How do we take it to the next level? How do we take it to the streets of Facebook? How do we bring the Gospel to the corner of Facebook and Twitter? How can evangelizing Catholics be the salt of the earth and add flavor to a mediocre culture online?
Online evangelization is not just about reposting the latest Pope tweet or interview with a famous Catholic actor. These can be very good to repost, but it is not the only methods. Here a few ways to evangelize in our relationships.
- Praise a friend. If a friend has recently achieved a life goal like running a marathon, hiking a mountain, re-learning how to walk, etc. then let them know you are happy for them. A short comment shows you care for the other person’s happiness.

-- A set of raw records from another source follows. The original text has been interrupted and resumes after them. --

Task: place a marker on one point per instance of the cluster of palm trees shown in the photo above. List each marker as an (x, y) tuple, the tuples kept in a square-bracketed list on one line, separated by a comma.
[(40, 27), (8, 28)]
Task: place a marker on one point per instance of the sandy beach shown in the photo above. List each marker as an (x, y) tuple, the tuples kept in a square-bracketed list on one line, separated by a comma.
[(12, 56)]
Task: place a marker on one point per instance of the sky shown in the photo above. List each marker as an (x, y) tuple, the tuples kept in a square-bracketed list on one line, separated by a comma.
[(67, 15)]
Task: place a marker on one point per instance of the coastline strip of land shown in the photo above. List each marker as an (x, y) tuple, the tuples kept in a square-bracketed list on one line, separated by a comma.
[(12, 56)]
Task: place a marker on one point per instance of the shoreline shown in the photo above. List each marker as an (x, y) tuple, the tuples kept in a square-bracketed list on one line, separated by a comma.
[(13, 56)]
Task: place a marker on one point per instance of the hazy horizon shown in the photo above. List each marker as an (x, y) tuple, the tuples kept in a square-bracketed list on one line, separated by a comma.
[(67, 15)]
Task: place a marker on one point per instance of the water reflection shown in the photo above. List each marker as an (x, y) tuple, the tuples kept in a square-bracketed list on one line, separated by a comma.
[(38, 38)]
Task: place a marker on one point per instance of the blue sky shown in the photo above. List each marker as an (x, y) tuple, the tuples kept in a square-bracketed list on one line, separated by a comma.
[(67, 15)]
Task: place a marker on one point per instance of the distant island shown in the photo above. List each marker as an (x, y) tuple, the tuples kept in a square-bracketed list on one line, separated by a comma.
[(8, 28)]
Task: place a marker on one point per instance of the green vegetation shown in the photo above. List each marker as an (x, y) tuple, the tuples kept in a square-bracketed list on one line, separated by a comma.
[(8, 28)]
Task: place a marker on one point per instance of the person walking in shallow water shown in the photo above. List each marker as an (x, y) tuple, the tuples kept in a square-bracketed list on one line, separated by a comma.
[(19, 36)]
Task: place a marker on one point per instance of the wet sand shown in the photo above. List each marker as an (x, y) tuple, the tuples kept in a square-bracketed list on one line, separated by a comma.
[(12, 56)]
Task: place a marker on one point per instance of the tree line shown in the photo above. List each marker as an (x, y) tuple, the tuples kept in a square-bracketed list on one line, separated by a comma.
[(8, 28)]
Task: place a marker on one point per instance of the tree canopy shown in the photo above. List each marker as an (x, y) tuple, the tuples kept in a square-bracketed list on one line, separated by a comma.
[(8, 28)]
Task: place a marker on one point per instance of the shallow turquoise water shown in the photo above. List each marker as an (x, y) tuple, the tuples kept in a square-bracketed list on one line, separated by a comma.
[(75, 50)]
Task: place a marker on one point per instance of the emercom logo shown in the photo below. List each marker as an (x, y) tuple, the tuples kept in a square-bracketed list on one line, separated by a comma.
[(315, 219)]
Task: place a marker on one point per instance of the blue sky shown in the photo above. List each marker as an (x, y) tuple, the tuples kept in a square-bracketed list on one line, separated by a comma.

- Offer condolences. Sometimes a friend has lost a loved one. The loss could be a death in the family, a relationship split, or family troubles. Sharing in the suffering of others is compassion.
- No name calling. Social media makes it easy to say something that we would never say to another person’s face. Our mother’s taught us not to call some else names and it applies on social media too.
- Avoid anger. There are many people on social media and differences will always pop up. These differences may include ideas on politics, economics, family issues, raising children, food production, vaccines, morality, and even religion. Coming across as angry, bitter, or condescending does not further our evangelical efforts. Remember a sweet gift of the Holy Spirit is peace and it attracts more than vinegar.
- Here is an easy one: Always “Like” pictures of family and babies.
- Related to #5: If you do not have an issue with posting pictures of yourself or your children, then share your life with your friends. People love pictures, especially joy-filled ones. In the olden days, like pre-1994, sharing pictures was a common way to show friends what you have been up to or where you have been.
- Find common ground. You probably have plenty of friends or followers that do not share you faith and morals. In order to even start the dialogue, it is important to first find common ground. They may hold true all but one thing you think is wrong. Start at that point and enter into relationship. If it worked for St. Paul, then is probably good for us to consider.
- Do not be a fanatic. Fanaticism turns people off and looks very irrational.
- Be radical but be natural. Our Faith comes naturally because grace builds on nature. Supernatural life would not mean that much to human persons if we did not understand the natural part.
- Generalize rather personalize. One of my favorite political philosophers recommended not calling people out by name in public. It creates instant friction.
- Do not gossip. It is bad in life and it is horrible in virtual life.
- Never degrade your wife or husband. This does not mean “pretend everything is roses all the time” or that you must agree with everything a spouse does. The way I try to look at it is the way I was taught about speaking of priests. As laity, we should not speak ill of priests. In a similar way, as married men and women, we should not air out spousal dirty laundry.
- Social media is social. I know it gets the heart pounding to be in an online argument about whatever morals are being trampled on, but losing a friend over a post closes the door on future evangelization.
- Be honest. Facebook is not a confessional but coming off as holier-than-thou is also not the best evangelical method. Being real shows common humanity with others with similar struggles be it a messy home frustration or similar glories like doing well on an exam.
- Don’t be so serious. One joyful post is better than 100 serious posts. Consider these differences in posting:
“I love that our Church offers days to celebrate incredible feasts like the Immaculate Conception.” vs. “If you are Catholic, it is a mortal sin to miss Mass on December 8th.”
“Confession brings so much peace to my soul.” vs. “You should go to confession every month.”